Rasmussen Daniel, Voelker Aaron, Eliasmith Chris
Applied Brain Research, Inc., Waterloo, ON, Canada.
Centre for Theoretical Neuroscience, University of Waterloo, Waterloo, ON, Canada.
PLoS One. 2017 Jul 6;12(7):e0180234. doi: 10.1371/journal.pone.0180234. eCollection 2017.

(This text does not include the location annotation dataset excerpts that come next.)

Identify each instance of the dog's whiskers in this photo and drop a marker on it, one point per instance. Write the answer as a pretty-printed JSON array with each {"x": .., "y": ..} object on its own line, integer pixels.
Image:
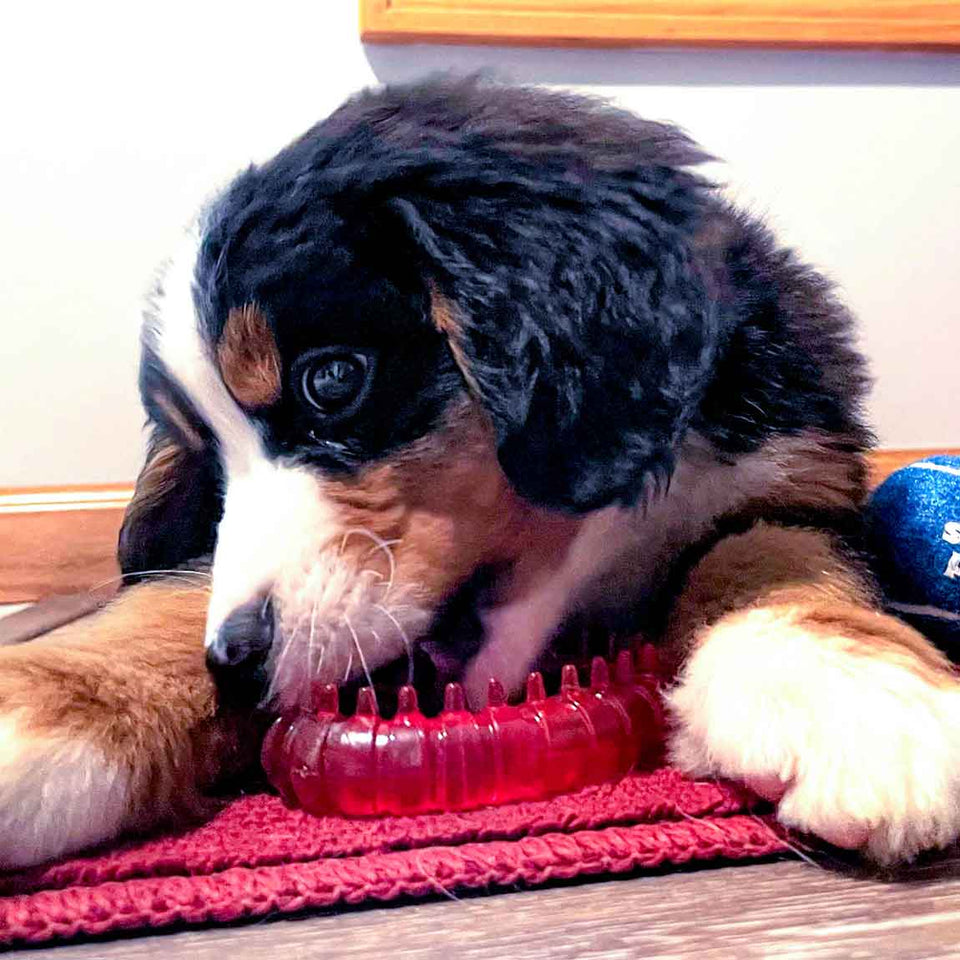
[
  {"x": 363, "y": 659},
  {"x": 403, "y": 636},
  {"x": 379, "y": 545},
  {"x": 182, "y": 575}
]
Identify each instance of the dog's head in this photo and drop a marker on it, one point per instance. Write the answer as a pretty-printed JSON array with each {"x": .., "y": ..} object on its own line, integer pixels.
[{"x": 420, "y": 344}]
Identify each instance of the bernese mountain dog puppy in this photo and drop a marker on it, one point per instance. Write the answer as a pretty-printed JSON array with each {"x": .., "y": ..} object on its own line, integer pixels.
[{"x": 466, "y": 376}]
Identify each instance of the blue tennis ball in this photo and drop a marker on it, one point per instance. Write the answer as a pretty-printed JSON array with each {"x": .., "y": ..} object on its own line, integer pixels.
[{"x": 913, "y": 520}]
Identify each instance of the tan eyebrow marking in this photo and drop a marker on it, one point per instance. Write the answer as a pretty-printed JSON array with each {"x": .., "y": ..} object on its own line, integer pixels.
[{"x": 248, "y": 357}]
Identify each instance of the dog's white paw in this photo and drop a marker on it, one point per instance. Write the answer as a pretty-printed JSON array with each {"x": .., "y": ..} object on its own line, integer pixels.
[
  {"x": 57, "y": 794},
  {"x": 857, "y": 744}
]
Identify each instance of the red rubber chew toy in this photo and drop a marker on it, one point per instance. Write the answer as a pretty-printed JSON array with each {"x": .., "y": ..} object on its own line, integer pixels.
[{"x": 365, "y": 765}]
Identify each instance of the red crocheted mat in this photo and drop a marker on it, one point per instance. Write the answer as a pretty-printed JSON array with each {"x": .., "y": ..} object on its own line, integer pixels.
[{"x": 257, "y": 857}]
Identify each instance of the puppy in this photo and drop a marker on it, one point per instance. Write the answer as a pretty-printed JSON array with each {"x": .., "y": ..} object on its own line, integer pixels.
[{"x": 467, "y": 347}]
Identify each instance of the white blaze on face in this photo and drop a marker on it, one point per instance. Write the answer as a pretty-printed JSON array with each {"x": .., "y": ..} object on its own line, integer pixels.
[
  {"x": 274, "y": 515},
  {"x": 280, "y": 535}
]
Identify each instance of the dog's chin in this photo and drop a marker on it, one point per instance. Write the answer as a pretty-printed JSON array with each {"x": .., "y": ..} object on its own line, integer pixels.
[{"x": 444, "y": 652}]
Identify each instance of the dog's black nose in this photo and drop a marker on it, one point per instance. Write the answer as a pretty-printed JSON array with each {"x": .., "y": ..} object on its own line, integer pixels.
[{"x": 241, "y": 645}]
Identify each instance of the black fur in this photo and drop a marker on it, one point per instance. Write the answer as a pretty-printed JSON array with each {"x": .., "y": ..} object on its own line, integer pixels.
[{"x": 607, "y": 299}]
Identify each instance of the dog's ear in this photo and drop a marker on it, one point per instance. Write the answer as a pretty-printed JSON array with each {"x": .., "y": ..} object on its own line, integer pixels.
[
  {"x": 573, "y": 306},
  {"x": 176, "y": 506}
]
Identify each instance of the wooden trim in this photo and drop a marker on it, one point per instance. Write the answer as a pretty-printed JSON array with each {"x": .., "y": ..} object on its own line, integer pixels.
[
  {"x": 624, "y": 23},
  {"x": 60, "y": 541}
]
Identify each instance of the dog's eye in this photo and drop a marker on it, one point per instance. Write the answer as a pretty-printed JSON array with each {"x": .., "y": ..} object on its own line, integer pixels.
[{"x": 334, "y": 382}]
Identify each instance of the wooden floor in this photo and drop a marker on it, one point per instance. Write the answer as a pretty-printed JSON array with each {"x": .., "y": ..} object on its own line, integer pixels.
[{"x": 767, "y": 910}]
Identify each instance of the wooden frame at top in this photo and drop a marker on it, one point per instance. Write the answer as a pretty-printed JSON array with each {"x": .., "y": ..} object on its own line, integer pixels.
[{"x": 927, "y": 24}]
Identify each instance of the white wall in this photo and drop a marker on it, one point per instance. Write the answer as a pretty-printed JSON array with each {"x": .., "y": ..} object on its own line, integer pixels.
[{"x": 116, "y": 119}]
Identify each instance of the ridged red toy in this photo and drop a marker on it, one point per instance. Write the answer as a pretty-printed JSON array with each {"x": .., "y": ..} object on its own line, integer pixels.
[{"x": 365, "y": 765}]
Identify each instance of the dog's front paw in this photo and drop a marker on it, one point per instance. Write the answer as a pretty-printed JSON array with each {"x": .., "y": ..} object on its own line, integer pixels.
[
  {"x": 853, "y": 733},
  {"x": 58, "y": 792}
]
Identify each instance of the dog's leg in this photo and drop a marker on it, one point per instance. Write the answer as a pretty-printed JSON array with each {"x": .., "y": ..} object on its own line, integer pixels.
[
  {"x": 793, "y": 681},
  {"x": 109, "y": 725}
]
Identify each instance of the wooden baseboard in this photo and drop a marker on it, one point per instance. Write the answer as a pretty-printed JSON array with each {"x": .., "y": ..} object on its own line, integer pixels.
[
  {"x": 59, "y": 541},
  {"x": 63, "y": 540}
]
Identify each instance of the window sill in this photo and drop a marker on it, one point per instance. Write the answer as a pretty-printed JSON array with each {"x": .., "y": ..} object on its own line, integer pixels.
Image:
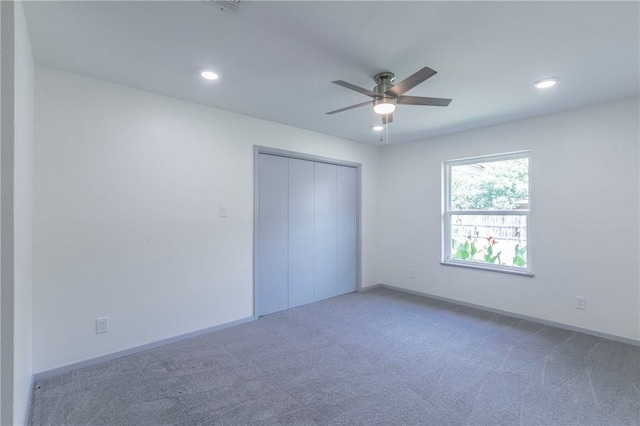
[{"x": 486, "y": 267}]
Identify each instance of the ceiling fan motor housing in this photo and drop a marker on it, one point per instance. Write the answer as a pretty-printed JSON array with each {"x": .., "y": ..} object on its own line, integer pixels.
[{"x": 383, "y": 83}]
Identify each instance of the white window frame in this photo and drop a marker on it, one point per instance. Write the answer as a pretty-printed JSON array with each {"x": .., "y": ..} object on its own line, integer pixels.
[{"x": 447, "y": 212}]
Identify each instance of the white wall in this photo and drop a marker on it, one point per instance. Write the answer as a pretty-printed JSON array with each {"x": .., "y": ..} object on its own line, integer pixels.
[
  {"x": 584, "y": 222},
  {"x": 127, "y": 188},
  {"x": 23, "y": 208}
]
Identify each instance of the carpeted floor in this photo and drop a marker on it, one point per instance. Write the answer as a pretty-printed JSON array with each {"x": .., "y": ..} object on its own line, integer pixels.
[{"x": 379, "y": 357}]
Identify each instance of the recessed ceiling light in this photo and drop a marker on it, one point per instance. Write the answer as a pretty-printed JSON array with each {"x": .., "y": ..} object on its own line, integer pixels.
[
  {"x": 209, "y": 75},
  {"x": 546, "y": 83}
]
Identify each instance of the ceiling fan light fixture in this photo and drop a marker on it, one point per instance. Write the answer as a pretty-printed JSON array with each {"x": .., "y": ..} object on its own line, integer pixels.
[
  {"x": 545, "y": 83},
  {"x": 385, "y": 105}
]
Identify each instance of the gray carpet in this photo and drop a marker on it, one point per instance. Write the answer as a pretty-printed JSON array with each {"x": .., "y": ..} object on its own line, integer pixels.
[{"x": 378, "y": 357}]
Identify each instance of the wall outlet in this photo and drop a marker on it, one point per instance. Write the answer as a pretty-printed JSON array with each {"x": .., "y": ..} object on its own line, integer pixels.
[{"x": 102, "y": 325}]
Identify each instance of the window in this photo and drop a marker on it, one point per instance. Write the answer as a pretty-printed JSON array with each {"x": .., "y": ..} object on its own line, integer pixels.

We develop a novel, biologically detailed neural model of reinforcement learning (RL) processes in the brain. This model incorporates a broad range of biological features that pose challenges to neural RL, such as temporally extended action sequences, continuous environments involving unknown time delays, and noisy/imprecise computations. Most significantly, we expand the model into the realm of hierarchical reinforcement learning (HRL), which divides the RL process into a hierarchy of actions at different levels of abstraction. Here we implement all the major components of HRL in a neural model that captures a variety of known anatomical and physiological properties of the brain. We demonstrate the performance of the model in a range of different environments, in order to emphasize the aim of understanding the brain's general reinforcement learning ability. These results show that the model compares well to previous modelling work and demonstrates improved performance as a result of its hierarchical ability. We also show that the model's behaviour is consistent with available data on human hierarchical RL, and generate several novel predictions.
我们开发了一种新颖的、具有生物学细节的大脑强化学习(RL)过程神经模型。该模型纳入了一系列给神经强化学习带来挑战的生物学特征,如时间扩展动作序列、涉及未知时间延迟的连续环境以及噪声/不精确计算。最重要的是,我们将该模型扩展到分层强化学习(HRL)领域,它将强化学习过程划分为不同抽象层次的动作层次结构。在这里,我们在一个捕捉大脑各种已知解剖和生理特性的神经模型中实现了分层强化学习的所有主要组件。我们在一系列不同环境中展示了该模型的性能,以强调理解大脑一般强化学习能力的目标。这些结果表明,该模型与之前的建模工作相比表现良好,并因其分层能力而展现出改进的性能。我们还表明,该模型的行为与人类分层强化学习的现有数据一致,并产生了几个新颖的预测。